Here are some tips to evaluating sources:
1. Money. Follow the money. If someone or some entity can make a buck off your trust, be wary. My son has been offered “help” from various services to get college scholarships. Most came with a very steep price. He found the help for free. Follow the money.
2. Interest. Who has your best interest? Is there a profit or commission hidden in the small print? If it’s not obvious why someone wants to help you, do some investigating. I know that I verify charities on Charity Navigator (my favorite charity, Rotary International, is 4 star). If it’s not listed on that website, unless it’s a local charity where I know someone who is directly involved, I move on.
3. Ads.
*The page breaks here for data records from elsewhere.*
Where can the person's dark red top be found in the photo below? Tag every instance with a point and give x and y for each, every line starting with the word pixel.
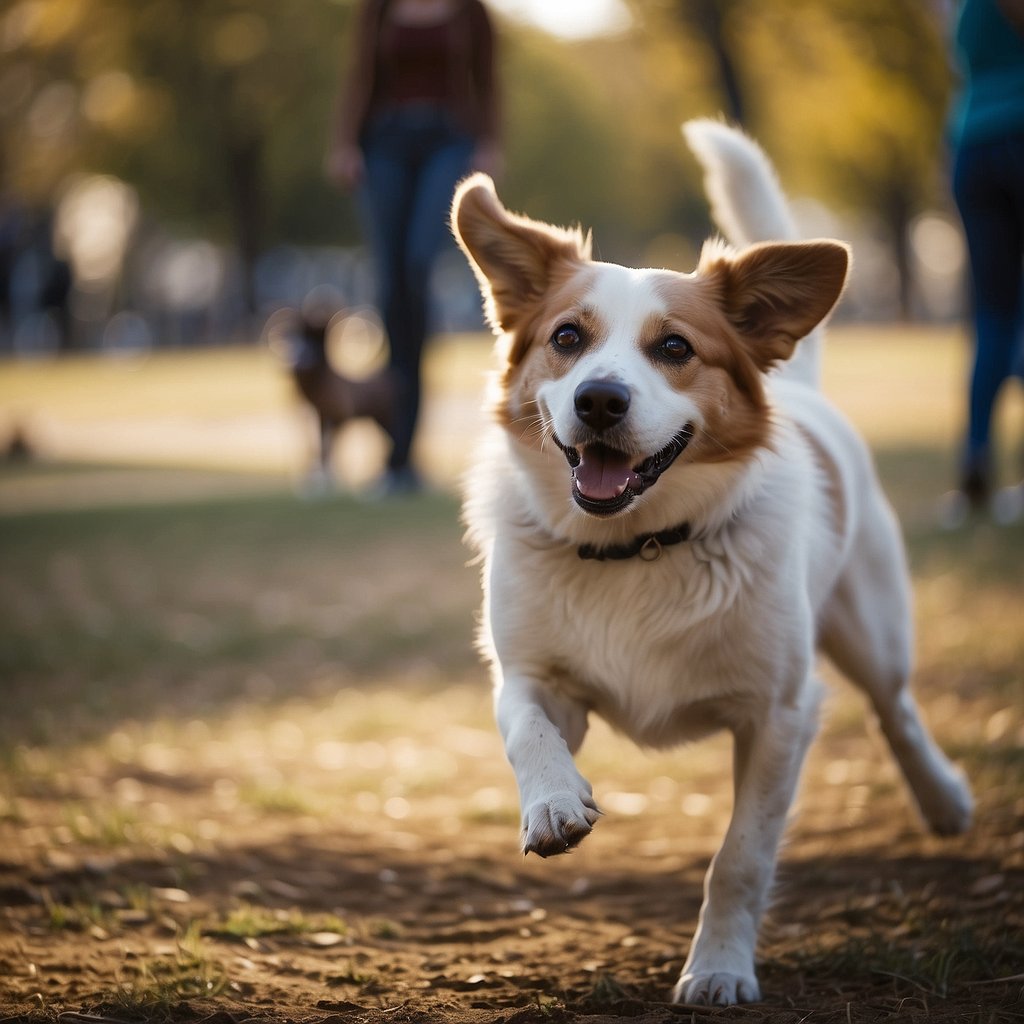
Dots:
pixel 449 64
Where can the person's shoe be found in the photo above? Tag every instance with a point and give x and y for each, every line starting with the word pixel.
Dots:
pixel 1008 505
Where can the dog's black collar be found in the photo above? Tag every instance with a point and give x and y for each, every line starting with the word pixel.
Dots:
pixel 647 546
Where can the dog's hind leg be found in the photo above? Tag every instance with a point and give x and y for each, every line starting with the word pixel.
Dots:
pixel 768 757
pixel 867 631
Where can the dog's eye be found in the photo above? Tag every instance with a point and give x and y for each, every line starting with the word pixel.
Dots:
pixel 566 337
pixel 676 348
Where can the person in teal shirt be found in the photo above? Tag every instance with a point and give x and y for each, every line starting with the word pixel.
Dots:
pixel 987 131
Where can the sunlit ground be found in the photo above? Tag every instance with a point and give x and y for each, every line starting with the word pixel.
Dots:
pixel 232 715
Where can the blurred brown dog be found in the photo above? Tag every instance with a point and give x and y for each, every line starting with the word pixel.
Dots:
pixel 301 337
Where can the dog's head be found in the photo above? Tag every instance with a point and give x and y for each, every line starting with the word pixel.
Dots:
pixel 632 373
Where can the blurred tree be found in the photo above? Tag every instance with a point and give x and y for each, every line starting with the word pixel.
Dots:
pixel 849 96
pixel 216 111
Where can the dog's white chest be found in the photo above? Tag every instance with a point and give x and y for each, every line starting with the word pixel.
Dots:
pixel 642 643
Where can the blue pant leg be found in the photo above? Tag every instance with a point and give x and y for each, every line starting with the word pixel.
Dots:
pixel 991 205
pixel 428 231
Investigate the claims made in ads. 4 out of 5 dentists choose *****. Who was behind that study? How did this product or that service get rated number 1. Do your homework on the promises made in ads.
4. Source. Consider the source. Is this your neighbor or co-worker who is recommending the new restaurant in town or is it some anonymous person on Yelp. Read many reviews before committing. It’s easy to have pseudo reviewers who are really the entire related family of the restaurant owners writing glowing reviews. Make sure you know the source.
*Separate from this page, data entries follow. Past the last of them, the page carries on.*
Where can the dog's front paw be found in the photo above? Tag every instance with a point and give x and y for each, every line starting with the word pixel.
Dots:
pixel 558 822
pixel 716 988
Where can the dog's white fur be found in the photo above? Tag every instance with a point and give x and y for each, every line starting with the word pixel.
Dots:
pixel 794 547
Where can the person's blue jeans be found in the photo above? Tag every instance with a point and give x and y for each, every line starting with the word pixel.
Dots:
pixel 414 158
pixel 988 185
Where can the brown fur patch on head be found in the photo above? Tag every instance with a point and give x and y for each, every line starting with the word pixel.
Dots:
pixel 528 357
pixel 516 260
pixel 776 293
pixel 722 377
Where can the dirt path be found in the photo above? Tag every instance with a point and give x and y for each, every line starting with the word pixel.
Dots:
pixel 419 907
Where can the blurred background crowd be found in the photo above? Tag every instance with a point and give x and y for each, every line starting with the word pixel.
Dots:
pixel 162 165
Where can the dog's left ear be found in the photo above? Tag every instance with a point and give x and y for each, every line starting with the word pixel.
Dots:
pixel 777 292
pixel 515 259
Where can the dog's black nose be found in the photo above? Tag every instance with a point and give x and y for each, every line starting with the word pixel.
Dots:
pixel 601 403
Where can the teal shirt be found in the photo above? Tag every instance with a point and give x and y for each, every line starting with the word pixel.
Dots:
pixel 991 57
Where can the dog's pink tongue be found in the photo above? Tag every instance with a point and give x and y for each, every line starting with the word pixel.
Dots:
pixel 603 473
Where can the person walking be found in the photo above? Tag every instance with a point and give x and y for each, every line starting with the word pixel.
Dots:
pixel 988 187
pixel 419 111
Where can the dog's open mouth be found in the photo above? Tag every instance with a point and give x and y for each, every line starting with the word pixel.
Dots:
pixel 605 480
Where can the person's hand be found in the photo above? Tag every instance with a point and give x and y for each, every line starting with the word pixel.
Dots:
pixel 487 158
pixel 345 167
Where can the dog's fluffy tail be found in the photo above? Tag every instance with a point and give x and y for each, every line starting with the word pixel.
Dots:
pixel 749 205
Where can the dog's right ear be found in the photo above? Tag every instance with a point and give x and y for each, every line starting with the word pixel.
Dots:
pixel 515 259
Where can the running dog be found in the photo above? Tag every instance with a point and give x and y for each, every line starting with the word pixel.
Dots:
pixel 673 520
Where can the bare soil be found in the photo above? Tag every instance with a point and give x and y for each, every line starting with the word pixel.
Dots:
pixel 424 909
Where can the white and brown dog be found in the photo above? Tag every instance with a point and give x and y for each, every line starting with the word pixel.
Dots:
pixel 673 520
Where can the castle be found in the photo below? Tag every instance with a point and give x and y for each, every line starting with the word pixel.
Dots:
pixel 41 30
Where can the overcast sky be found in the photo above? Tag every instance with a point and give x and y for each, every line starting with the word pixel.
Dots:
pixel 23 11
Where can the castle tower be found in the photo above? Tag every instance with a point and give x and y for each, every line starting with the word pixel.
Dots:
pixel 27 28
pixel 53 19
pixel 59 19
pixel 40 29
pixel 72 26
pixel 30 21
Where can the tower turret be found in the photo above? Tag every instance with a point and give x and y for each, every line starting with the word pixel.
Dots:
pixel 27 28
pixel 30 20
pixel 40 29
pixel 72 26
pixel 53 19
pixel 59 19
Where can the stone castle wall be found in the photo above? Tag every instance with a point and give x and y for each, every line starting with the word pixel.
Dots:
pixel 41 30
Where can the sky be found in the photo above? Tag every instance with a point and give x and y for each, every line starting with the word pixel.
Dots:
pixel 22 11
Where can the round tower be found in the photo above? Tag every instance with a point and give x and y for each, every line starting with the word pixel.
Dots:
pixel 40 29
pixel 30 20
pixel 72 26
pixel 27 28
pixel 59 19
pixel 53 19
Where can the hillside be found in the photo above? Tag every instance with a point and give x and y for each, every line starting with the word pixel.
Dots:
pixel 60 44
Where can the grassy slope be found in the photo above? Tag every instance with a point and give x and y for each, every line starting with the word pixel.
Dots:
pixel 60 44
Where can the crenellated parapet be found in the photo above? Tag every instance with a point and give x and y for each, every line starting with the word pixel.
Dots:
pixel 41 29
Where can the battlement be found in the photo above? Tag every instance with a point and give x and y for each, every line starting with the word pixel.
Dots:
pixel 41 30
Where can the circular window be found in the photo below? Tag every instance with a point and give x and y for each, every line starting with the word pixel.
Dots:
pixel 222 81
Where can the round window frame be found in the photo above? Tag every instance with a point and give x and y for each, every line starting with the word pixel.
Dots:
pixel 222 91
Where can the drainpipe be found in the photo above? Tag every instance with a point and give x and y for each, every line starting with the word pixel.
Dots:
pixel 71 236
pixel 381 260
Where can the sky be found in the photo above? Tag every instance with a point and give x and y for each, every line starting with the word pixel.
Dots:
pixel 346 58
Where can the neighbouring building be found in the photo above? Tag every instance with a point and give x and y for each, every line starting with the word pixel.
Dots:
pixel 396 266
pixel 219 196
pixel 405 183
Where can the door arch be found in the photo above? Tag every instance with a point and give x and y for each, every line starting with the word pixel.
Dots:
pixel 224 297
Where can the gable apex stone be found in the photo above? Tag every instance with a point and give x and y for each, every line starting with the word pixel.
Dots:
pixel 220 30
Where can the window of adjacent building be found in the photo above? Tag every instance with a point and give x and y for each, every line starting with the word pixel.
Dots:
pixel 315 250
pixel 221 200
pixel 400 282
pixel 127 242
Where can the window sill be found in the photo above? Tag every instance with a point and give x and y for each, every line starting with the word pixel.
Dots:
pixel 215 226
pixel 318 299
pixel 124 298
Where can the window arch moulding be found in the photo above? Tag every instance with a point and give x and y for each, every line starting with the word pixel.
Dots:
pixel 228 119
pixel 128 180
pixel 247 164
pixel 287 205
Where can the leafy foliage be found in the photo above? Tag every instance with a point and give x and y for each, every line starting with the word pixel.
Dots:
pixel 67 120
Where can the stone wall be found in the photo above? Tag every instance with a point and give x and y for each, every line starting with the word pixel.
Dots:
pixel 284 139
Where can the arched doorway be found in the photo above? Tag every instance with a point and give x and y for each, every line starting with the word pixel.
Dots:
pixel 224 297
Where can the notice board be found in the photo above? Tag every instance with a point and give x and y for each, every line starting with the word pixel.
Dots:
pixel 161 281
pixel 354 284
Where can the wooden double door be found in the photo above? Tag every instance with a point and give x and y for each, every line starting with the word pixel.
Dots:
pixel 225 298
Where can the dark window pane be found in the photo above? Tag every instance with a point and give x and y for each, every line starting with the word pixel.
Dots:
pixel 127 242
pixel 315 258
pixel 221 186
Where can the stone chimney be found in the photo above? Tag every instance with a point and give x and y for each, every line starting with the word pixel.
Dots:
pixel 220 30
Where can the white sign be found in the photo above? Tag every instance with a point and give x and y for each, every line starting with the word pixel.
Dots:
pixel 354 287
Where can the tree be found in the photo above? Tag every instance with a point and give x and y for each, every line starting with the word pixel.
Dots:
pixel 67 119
5. Age. Know how old a review or study is that you find online. Nothing aggravates me more than when I can’t tell when a review was posted online. If there is no date anywhere on the review, be careful. I’ve made the mistake of going to a restaurant in a strange town only to find it had been closed for months. If there isn’t a recent review, especially on something as volatile as a restaurant, assume it is closed. Know how old the information is.
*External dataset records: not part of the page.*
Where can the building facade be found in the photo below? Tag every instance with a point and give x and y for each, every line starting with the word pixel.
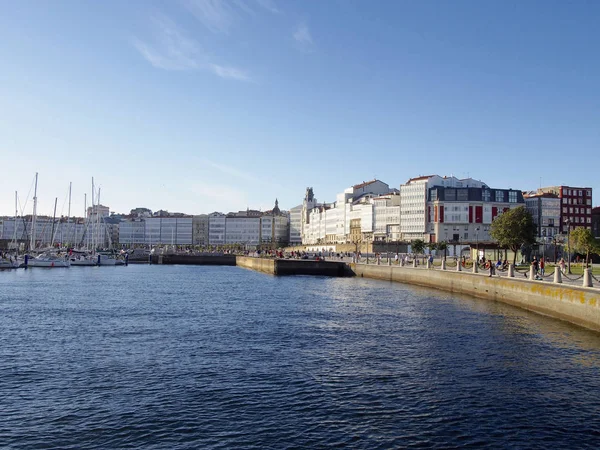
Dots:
pixel 575 206
pixel 545 210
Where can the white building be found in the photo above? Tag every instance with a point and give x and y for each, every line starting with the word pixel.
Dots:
pixel 330 223
pixel 200 230
pixel 132 232
pixel 168 230
pixel 216 228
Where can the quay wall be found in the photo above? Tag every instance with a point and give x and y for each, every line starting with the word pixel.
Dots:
pixel 577 305
pixel 294 266
pixel 266 265
pixel 198 260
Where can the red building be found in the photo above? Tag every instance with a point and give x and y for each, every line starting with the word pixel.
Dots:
pixel 575 206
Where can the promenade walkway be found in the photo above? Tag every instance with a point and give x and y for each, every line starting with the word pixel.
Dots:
pixel 520 273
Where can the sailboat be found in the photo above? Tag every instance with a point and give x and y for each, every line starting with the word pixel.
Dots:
pixel 7 261
pixel 47 259
pixel 103 259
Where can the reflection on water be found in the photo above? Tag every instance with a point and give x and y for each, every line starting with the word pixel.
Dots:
pixel 222 357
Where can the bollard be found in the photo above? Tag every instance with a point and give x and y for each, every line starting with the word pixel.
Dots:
pixel 557 275
pixel 587 278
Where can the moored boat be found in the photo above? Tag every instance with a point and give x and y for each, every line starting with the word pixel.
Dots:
pixel 9 263
pixel 47 260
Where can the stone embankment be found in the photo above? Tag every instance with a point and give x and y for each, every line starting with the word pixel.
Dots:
pixel 294 266
pixel 579 305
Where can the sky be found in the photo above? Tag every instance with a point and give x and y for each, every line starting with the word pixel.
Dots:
pixel 197 106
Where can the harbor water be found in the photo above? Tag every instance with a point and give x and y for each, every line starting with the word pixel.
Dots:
pixel 183 357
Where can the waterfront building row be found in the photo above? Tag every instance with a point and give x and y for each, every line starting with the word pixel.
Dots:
pixel 434 209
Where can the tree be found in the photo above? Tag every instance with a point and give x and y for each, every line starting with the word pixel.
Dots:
pixel 513 229
pixel 431 246
pixel 418 246
pixel 583 241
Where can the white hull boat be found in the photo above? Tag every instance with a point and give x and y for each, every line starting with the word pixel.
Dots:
pixel 9 263
pixel 105 260
pixel 49 261
pixel 83 262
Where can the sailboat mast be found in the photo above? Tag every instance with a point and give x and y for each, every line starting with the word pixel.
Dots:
pixel 100 235
pixel 53 222
pixel 32 245
pixel 85 223
pixel 69 234
pixel 16 215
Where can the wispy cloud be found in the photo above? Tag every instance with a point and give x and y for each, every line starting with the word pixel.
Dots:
pixel 216 15
pixel 303 37
pixel 269 5
pixel 229 72
pixel 171 49
pixel 220 15
pixel 240 174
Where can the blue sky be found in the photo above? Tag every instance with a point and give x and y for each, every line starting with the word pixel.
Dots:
pixel 204 105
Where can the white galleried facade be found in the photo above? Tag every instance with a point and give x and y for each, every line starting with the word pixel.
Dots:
pixel 248 227
pixel 62 232
pixel 372 206
pixel 168 230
6. Openness. Double check the deal. I remember flying into Rio de Janeiro many years ago. Some very friendly folks met us as we got off the plane with some helpful tourist information and the indication that we must purchase the booklet. The information came with a price, $60. When we asked if we “had” to buy the information, we were told no. Don’t be pressured.
7. Gut. Frequently you just have to go with your gut. Many times over thinking something actually muddies the water. Too much information can become analysis paralysis. The kid on your front porch is selling “way too expensive” wrapping paper for his cub scouts; and you know that it’s the fund raising company that’s making all the money. Maybe you don’t buy the wrapping paper and just make a donation directly to the cause. Go with your gut.
I’m not an authority on which sources to trust or not in this world. But a little caution can help avoid some pitfalls. My son recently gave a homeless guy $20. He looked him in the eye and said “spend this on some food”. I don’t know where that guy went with that $20 but I can assure you that my son learned something from the experience. Placing trust can be difficult and uncertain.